The death of sequential execution

Imagine trying to run a modern cloud backend where every single server has to sequentially re-calculate every single user action, one by one, before moving forward. It’s a nightmare for scalability. For years, Ethereum has operated on sequential transaction re-execution. Glamsterdam is tossing that out the window in favor of parallel processing and cryptographic proof verification.

The headliner for the execution layer is EIP-7928, which introduces Block-Level Access Lists (BALs). Core developers confirmed this approach back in August 2025, and it’s a brilliant piece of practical engineering. By forcing block builders to map all state interactions upfront, validators can pre-fetch data and execute 60-80% of non-conflicting transactions in parallel. Historical data analysis validated this, showing that BALs only add a modest average size overhead of roughly 70 KiB per block. That is a tiny footprint for a massive UX and performance gain.

The zkEVM breakthrough that changes everything

Parallel processing is great, but the real magic happens when you pair it with zero-knowledge proofs.

On January 26, 2026, the Ethereum Foundation’s zkEVM team published a concrete roadmap detailing the integration of zkEVM proofs into the core protocol via EIP-8025. This was the moment we officially shifted from theoretical whiteboard discussions to active implementation.

Why now? Because back in December 2025, the zero-knowledge proving ecosystem achieved the kind of 100x optimization milestone that makes tech nerds like us giddy. Proving latency collapsed from 16 minutes down to just 16 seconds. Modern zkVMs can now prove 99% of all Ethereum blocks in under 10 seconds on target hardware. Real-time Layer-1 proving is no longer a pipe dream; it’s a viable reality.

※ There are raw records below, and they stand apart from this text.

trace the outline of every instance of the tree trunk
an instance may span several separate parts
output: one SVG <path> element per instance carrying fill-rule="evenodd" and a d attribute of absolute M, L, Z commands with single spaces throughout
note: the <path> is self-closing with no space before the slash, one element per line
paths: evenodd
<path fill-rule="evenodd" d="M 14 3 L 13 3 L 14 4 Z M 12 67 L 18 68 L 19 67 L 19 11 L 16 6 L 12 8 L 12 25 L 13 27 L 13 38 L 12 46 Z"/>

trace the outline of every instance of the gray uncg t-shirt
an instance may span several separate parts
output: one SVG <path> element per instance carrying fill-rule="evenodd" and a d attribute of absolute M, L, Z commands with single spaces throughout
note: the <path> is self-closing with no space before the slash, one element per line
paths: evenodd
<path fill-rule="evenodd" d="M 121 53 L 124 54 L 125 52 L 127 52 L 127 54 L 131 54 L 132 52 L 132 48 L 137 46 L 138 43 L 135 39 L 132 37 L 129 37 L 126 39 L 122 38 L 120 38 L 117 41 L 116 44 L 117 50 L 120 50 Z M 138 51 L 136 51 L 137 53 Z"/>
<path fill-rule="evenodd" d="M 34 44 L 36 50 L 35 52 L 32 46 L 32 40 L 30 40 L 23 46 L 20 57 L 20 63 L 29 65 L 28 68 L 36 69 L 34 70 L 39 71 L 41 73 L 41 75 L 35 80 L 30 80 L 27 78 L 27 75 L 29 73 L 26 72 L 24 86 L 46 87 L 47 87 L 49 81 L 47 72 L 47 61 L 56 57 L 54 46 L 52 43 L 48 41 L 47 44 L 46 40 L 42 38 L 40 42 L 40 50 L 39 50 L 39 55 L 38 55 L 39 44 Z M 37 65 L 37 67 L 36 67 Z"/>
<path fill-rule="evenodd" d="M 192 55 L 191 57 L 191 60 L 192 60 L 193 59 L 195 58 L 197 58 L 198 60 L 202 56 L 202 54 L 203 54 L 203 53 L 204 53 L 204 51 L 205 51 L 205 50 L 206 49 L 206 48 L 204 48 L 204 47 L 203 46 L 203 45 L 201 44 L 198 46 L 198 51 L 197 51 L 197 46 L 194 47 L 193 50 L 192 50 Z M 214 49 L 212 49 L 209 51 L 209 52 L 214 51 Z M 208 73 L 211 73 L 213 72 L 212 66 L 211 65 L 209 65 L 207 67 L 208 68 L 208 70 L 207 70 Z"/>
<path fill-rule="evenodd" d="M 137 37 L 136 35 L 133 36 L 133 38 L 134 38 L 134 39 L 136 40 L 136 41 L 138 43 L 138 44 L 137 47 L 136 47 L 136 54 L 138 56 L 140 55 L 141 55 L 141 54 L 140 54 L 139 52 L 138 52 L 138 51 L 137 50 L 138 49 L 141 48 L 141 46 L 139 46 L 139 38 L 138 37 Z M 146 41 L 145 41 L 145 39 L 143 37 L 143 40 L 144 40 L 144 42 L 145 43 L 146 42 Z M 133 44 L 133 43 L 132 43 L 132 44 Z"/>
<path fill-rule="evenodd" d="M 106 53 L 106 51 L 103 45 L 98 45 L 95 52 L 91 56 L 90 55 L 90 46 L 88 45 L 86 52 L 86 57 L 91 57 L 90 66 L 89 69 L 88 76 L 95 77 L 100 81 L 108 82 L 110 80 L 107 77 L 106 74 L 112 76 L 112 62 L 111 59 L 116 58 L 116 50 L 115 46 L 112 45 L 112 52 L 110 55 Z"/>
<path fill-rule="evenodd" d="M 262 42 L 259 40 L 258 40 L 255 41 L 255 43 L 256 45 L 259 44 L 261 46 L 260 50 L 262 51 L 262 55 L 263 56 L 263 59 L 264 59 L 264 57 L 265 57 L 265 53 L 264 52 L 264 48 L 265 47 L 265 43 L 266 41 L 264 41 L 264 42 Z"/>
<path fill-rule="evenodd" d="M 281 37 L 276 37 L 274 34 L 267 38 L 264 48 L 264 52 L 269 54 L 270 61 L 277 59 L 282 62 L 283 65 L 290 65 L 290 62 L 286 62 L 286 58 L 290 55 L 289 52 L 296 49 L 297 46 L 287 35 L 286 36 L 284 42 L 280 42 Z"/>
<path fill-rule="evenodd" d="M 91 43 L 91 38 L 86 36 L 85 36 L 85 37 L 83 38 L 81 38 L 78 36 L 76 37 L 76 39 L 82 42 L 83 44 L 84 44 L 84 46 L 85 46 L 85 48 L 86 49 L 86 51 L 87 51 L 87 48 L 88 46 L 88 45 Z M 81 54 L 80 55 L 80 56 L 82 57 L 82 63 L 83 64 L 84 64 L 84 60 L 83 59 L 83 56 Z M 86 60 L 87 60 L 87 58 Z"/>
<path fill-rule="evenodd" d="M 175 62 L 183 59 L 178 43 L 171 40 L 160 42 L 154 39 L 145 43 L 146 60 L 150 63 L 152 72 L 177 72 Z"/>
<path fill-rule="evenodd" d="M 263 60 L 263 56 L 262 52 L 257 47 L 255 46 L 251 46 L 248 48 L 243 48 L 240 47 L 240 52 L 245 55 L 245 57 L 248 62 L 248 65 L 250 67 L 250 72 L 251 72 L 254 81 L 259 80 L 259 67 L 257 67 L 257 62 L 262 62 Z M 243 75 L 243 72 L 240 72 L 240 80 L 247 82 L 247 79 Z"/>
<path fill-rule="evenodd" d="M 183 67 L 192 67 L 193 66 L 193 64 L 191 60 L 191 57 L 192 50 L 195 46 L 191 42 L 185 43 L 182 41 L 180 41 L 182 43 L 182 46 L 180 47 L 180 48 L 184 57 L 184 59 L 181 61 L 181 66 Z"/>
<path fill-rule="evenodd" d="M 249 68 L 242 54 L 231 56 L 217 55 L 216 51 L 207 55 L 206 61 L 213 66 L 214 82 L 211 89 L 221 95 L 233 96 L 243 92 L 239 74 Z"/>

To make this work, EIP-7732 enshrines Proposer-Builder Separation (ePBS) into the consensus layer, extending the block validation window to 6-9 seconds. This crucial time buffer gives nodes the breathing room to opt-in as "ZK Validators" that verify zkEVM proofs instead of re-executing blocks.

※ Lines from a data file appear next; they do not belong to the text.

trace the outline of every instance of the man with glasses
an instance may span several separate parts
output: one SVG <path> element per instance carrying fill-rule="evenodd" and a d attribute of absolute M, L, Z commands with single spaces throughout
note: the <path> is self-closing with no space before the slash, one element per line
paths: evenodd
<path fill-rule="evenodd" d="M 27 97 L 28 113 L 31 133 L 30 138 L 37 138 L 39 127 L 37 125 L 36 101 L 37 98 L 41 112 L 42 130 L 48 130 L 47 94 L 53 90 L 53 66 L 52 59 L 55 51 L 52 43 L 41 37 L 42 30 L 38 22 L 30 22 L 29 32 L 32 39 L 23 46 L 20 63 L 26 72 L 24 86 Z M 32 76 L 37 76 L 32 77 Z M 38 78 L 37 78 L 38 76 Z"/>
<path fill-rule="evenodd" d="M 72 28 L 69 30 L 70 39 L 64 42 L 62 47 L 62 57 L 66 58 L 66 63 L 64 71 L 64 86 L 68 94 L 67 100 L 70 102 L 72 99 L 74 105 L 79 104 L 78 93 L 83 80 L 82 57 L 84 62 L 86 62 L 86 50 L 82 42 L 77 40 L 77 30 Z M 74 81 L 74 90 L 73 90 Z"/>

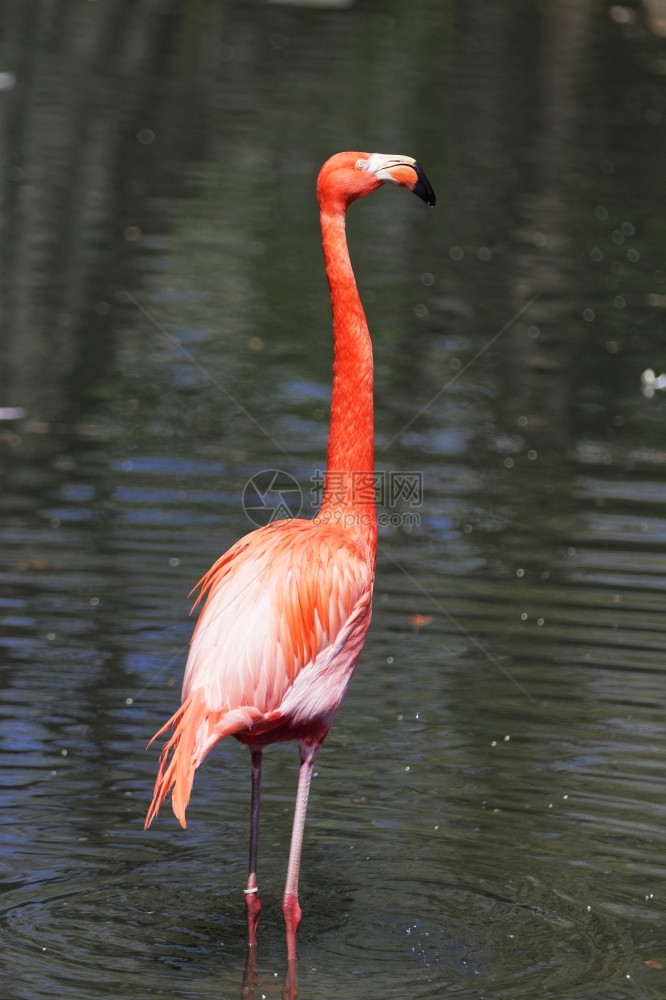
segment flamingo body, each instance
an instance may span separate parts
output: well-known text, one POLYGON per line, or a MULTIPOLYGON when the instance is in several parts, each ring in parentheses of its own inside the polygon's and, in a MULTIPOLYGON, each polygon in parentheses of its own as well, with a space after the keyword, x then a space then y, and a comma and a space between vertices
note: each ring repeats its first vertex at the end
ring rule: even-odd
POLYGON ((297 740, 301 758, 282 911, 296 957, 298 875, 312 767, 349 685, 370 625, 377 550, 372 344, 354 278, 349 204, 383 184, 435 195, 408 156, 337 153, 317 180, 333 314, 333 392, 322 507, 312 521, 284 520, 236 542, 200 581, 203 601, 183 680, 182 704, 160 756, 149 826, 172 794, 185 826, 194 772, 225 736, 252 754, 250 865, 245 889, 250 951, 259 920, 257 853, 261 759, 266 744, 297 740))
POLYGON ((323 736, 370 625, 374 552, 337 524, 284 520, 241 538, 199 583, 205 603, 146 825, 173 787, 185 826, 194 771, 225 736, 323 736), (169 760, 169 757, 171 759, 169 760))

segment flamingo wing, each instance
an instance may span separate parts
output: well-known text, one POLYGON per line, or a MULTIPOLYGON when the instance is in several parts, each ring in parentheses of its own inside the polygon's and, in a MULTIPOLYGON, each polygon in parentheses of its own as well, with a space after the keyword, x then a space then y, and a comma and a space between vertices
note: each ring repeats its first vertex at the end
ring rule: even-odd
POLYGON ((185 826, 194 771, 225 736, 328 730, 370 623, 373 576, 362 542, 305 520, 260 528, 213 565, 199 585, 183 703, 156 734, 173 729, 146 825, 173 787, 185 826))

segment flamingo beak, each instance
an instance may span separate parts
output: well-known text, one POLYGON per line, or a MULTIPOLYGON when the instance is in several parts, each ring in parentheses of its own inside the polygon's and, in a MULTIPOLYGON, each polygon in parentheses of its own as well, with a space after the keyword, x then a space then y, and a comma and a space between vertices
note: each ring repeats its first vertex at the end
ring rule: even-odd
POLYGON ((426 205, 434 208, 437 199, 432 185, 421 165, 411 156, 385 156, 382 153, 373 153, 368 160, 367 169, 380 181, 399 184, 413 191, 426 205))

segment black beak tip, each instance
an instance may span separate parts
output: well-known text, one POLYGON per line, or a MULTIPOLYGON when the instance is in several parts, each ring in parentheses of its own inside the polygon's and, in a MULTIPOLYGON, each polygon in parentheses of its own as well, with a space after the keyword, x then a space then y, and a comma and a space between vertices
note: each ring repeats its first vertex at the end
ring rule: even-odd
POLYGON ((414 164, 414 170, 416 171, 416 184, 412 188, 412 191, 415 195, 421 198, 426 205, 430 205, 431 208, 434 208, 437 204, 437 198, 430 181, 423 173, 423 170, 418 163, 414 164))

Democratizing the validator layer

One of the most beautiful side effects of replacing heavy execution with lightweight proof verification is what it does for the little guy. By dropping the computational burden, we are democratizing hardware requirements. Independent stakers can now validate on consumer-grade machines, keeping the network decentralized and accessible.

And Ethereum isn't compromising its strict client diversity standards to get there. The protocol will enforce a multi-proof requirement where validators must verify 3 out of 5 independent proofs generated by different zkVM implementations—think SP1, RISC Zero, and Jolt—before accepting a block. It’s a highly resilient, fault-tolerant approach to network security.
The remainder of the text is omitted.